The dataset has been successfully encoded. All categorical features have been replaced with their one-hot encoded counterparts, leading to a total of 276 features in the dataset.

Next, we need to split the dataset into features (X) and the target (y), which is the 'SalePrice' in this case. After that, we'll split the data into a training set and a test set. The training set is used to train the machine learning model, while the test set is used to evaluate the model's performance.

In [10]:
from sklearn.model_selection import train_test_split

X = df_encoded.drop('SalePrice', axis=1)
y = df_encoded['SalePrice']

X_train, X_test, y_train, y_test = train_test_split(X, y, test_size=0.2, random_state=42)

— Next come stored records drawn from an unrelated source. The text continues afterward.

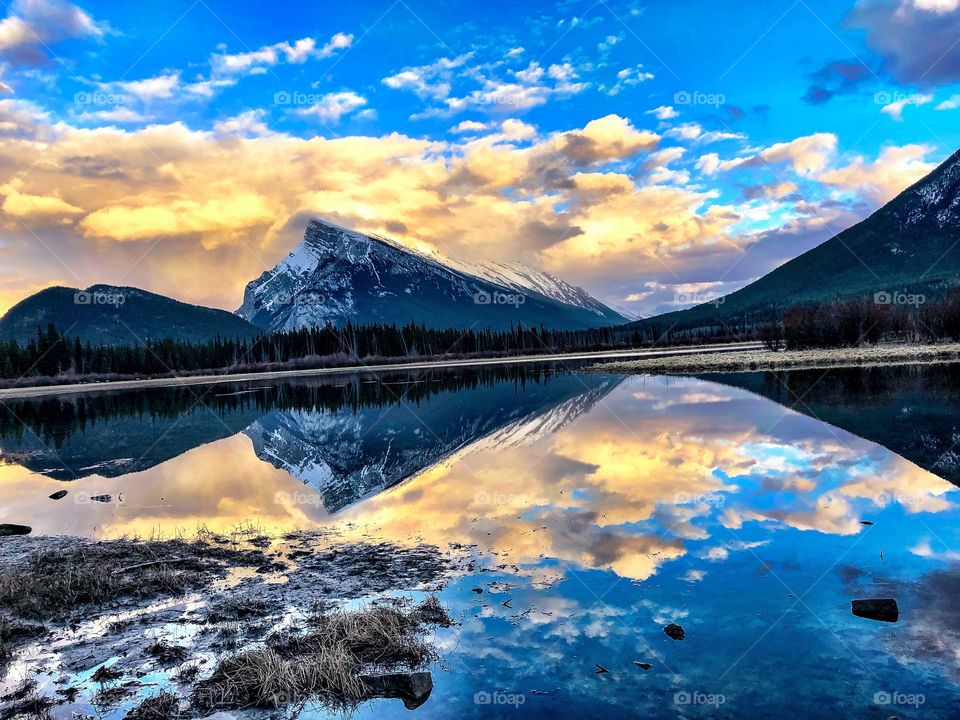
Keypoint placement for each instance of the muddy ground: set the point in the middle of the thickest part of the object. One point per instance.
(93, 628)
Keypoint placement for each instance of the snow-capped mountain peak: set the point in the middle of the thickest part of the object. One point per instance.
(336, 274)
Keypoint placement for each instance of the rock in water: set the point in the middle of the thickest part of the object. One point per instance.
(7, 529)
(412, 688)
(674, 631)
(880, 609)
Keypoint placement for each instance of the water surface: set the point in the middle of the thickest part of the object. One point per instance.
(601, 508)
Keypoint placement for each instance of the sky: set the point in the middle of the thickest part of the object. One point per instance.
(655, 153)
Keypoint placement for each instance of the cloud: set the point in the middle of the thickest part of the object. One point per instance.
(35, 206)
(664, 112)
(880, 181)
(32, 25)
(917, 39)
(951, 103)
(333, 106)
(895, 109)
(298, 52)
(627, 77)
(233, 212)
(839, 77)
(603, 205)
(524, 88)
(428, 81)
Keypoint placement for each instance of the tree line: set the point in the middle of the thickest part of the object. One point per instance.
(53, 354)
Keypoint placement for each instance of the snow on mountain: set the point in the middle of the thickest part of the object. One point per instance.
(336, 275)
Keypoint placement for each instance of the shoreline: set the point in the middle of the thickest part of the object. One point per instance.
(78, 388)
(766, 360)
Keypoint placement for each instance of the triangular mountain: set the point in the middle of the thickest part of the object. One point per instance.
(337, 275)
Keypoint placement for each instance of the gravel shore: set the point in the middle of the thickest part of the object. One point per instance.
(785, 360)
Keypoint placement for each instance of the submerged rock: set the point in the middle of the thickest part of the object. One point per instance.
(674, 631)
(8, 529)
(412, 688)
(880, 609)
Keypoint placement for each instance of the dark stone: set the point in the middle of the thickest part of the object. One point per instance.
(674, 631)
(880, 609)
(7, 529)
(412, 688)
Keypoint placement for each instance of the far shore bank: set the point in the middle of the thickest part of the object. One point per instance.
(28, 391)
(763, 359)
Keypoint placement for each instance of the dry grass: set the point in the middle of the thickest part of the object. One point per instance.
(786, 360)
(25, 702)
(166, 653)
(325, 661)
(52, 583)
(163, 706)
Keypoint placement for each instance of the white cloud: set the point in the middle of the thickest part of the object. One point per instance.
(33, 24)
(333, 106)
(949, 104)
(664, 112)
(432, 81)
(628, 77)
(267, 56)
(895, 109)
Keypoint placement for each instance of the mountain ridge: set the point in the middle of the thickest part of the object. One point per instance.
(118, 315)
(337, 275)
(911, 245)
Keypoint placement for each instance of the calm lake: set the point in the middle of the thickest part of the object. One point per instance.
(748, 508)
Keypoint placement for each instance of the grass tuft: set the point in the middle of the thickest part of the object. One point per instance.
(325, 661)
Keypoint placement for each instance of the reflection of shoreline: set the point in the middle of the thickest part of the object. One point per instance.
(116, 434)
(294, 375)
(758, 359)
(912, 410)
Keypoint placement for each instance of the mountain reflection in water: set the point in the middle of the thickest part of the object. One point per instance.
(603, 508)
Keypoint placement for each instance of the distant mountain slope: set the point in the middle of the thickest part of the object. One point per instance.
(118, 316)
(336, 275)
(909, 245)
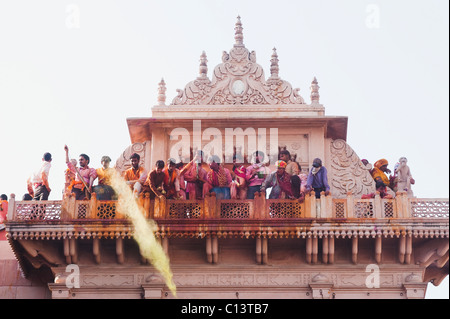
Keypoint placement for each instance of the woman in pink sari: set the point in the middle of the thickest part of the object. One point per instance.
(195, 176)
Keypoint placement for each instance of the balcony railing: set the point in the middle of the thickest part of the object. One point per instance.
(211, 208)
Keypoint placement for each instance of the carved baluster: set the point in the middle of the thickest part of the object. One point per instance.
(258, 250)
(402, 247)
(378, 249)
(325, 251)
(66, 245)
(208, 250)
(355, 249)
(315, 248)
(11, 207)
(203, 65)
(239, 36)
(73, 250)
(315, 97)
(308, 248)
(408, 248)
(96, 250)
(274, 67)
(264, 250)
(350, 205)
(215, 249)
(93, 206)
(162, 92)
(119, 250)
(331, 249)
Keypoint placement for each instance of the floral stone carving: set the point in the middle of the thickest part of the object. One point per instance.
(238, 80)
(347, 172)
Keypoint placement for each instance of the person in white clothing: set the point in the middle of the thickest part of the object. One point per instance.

X_train.shape, X_test.shape, y_train.shape, y_test.shape

((1168, 275), (292, 275), (1168,), (292,))

The dataset has been successfully split into a training set and a test set. The training set consists of 1168 instances and the test set consists of 292 instances.

The next step is to train a machine learning model on the training set. For this task, I suggest using the Gradient Boosting Regressor, which is a powerful and widely used model for regression tasks. This model is known to provide high performance and can handle a wide variety of data.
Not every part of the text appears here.